When we've cut government spending by about 25%, and you can still prove that we need more revenue - then I might be willing to talk about tax increases.
More numbers. Wasn't it 40% before? Why 25% now? Why are you unwilling to spend more at a time, like now, when interest rates are ridiculously low? When we need to shore up our infrastructure to remain competitive in the global marketplace?
You're proving my point; your mind starts and stops at "spending high." You can't get beyond that hurdle; as you are unwilling to consider contextual variation. You are steadfast in your ways, relaying on the old "common sense" canard.
To you, borrowing money at a lower interest rate, or in this case, a negative interest rate, is never better than borrowing money at a higher interest rate. Borrowing bad, thrustbucket's brain is done.
When I've maxed out all my credit cards, it's irresponsible of me to be trying to figure out how to get more. The responsible thing to do is to start cutting my expenses, luxuries, and just make sure I can feed and house myself. I expect the same of government.
Government is not your family, it is not a business. The debt limit is arbitrarily established and moved time and time again. This "credit card" metaphor truly exposes how shallow your thinking on this is.
So yeah, I guess that makes me a hard-line nutter around these parts but that's largely why I've bowed out of these discussions the past year or so - because what I would consider middle ground most of you would consider unimaginable.

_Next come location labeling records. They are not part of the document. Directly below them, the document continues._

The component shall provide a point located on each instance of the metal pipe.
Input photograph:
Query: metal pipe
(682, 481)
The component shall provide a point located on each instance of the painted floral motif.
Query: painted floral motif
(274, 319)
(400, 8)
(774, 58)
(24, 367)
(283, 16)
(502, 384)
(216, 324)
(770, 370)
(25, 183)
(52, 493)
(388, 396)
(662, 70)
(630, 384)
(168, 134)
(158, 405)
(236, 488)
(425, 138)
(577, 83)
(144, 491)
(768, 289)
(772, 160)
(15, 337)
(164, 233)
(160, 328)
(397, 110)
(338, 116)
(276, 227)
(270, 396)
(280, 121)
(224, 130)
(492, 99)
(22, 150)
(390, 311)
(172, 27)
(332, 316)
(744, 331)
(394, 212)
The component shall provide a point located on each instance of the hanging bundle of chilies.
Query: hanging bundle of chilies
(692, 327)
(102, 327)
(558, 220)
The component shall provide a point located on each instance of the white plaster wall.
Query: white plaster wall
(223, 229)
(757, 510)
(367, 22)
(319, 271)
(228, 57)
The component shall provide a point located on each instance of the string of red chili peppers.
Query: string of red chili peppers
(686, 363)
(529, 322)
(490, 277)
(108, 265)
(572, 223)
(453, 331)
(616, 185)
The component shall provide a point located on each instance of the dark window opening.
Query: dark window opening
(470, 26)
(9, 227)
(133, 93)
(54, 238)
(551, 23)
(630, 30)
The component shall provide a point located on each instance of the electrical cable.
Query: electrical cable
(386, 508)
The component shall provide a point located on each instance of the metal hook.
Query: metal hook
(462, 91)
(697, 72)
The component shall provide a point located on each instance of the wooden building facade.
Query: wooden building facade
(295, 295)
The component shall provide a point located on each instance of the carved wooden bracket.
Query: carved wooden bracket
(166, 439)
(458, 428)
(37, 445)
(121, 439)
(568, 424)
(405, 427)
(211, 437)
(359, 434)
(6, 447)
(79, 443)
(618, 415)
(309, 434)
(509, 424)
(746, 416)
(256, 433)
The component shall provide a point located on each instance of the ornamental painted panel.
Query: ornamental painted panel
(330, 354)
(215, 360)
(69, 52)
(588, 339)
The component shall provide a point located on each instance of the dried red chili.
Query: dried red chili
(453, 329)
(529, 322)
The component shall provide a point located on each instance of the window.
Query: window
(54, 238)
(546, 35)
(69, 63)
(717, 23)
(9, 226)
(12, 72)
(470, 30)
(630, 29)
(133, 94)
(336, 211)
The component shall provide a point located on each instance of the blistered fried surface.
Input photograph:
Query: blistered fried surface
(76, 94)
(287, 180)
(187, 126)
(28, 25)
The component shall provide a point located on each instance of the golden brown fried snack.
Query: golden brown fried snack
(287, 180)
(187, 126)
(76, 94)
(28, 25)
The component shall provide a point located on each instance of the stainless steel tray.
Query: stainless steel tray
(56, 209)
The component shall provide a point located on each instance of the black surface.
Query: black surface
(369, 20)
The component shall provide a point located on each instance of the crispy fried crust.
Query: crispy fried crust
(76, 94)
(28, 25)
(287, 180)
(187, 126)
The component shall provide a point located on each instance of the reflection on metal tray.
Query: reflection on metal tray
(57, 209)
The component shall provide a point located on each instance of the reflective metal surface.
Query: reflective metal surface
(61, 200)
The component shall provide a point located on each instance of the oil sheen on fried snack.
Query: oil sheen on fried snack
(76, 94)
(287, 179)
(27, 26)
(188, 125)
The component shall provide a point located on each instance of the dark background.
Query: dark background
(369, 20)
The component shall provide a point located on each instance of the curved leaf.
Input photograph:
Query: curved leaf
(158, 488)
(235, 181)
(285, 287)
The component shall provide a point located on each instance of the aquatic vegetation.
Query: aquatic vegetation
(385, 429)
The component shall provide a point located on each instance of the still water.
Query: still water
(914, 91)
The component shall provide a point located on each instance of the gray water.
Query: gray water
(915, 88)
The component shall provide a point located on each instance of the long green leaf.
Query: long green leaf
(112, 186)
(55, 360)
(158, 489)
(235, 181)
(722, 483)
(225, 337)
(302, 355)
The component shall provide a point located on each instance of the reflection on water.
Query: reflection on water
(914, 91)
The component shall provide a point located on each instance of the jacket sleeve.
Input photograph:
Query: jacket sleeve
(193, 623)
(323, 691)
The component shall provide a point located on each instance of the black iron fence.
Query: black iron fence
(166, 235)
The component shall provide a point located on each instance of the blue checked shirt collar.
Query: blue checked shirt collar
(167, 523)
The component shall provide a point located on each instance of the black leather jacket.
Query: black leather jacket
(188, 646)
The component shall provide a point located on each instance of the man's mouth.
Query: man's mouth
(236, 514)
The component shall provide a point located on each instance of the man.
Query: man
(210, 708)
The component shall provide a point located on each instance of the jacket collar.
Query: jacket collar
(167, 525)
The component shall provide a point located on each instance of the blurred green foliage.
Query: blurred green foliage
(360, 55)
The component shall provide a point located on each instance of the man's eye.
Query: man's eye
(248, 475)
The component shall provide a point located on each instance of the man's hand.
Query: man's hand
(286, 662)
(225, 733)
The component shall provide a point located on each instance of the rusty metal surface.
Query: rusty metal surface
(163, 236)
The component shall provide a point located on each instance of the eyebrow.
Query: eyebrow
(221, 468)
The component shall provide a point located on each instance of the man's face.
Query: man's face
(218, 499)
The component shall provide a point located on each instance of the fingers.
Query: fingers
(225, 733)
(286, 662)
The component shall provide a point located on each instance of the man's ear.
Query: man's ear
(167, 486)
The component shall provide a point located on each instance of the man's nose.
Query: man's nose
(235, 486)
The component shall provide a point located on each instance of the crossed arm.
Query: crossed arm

"Once I get everything I want, then we'll maybe talk about giving you a pittance of what you want" is not middle ground - yet you seem to be telling us that it is responsible and moderate to do so. You are a indeed a hard-line nutter in complete denial. At least I've always had the self-respect and vision to recognize how far to the left I am; you're just a simpleton with no deep sense of perspective such that you uncritically absorb every bit of blithering right wing idiocy as gospel truth. You accepted, uncritically, for instance (and continue to accept) that the health care policy proposed by The Heritage Foundation in 1993 and passed by Obama in 2010 is "socialism." That's not quite nutter. It's more like half nutter half village idiot.
But I'm just voicing my opinion, because it's an opinion and all opinions deserve to be heard. I'm not here to convince people that they should think like me.
Nonsense. All opinions do not deserve to be heard. Birthers do not deserve to be heard. People unwilling to make the basest effort to make empirical decisions on policy do not deserve to be heard (that means people like you, who admit to basing virtually all their decisions on some vague demigod of uncritical socialized experience masquerading as a fairy tale you call "common sense," do not deserve to be heard). Someone who thinks spending is too high should be heard, after they've done their homework - not before. Someone who thinks "They Live" was a documentary does not deserve to be heard. And some crazed conspiracy theory Paulistinian does not deserve to be heard, like this guy:
[quote name='packerfan10']Ron Paul did well yesterday.
NAFTA super higher way through Texas and the rest of the nation.[/QUOTE]
riiiiiiiiiiiight. "Google building 7" much, friend?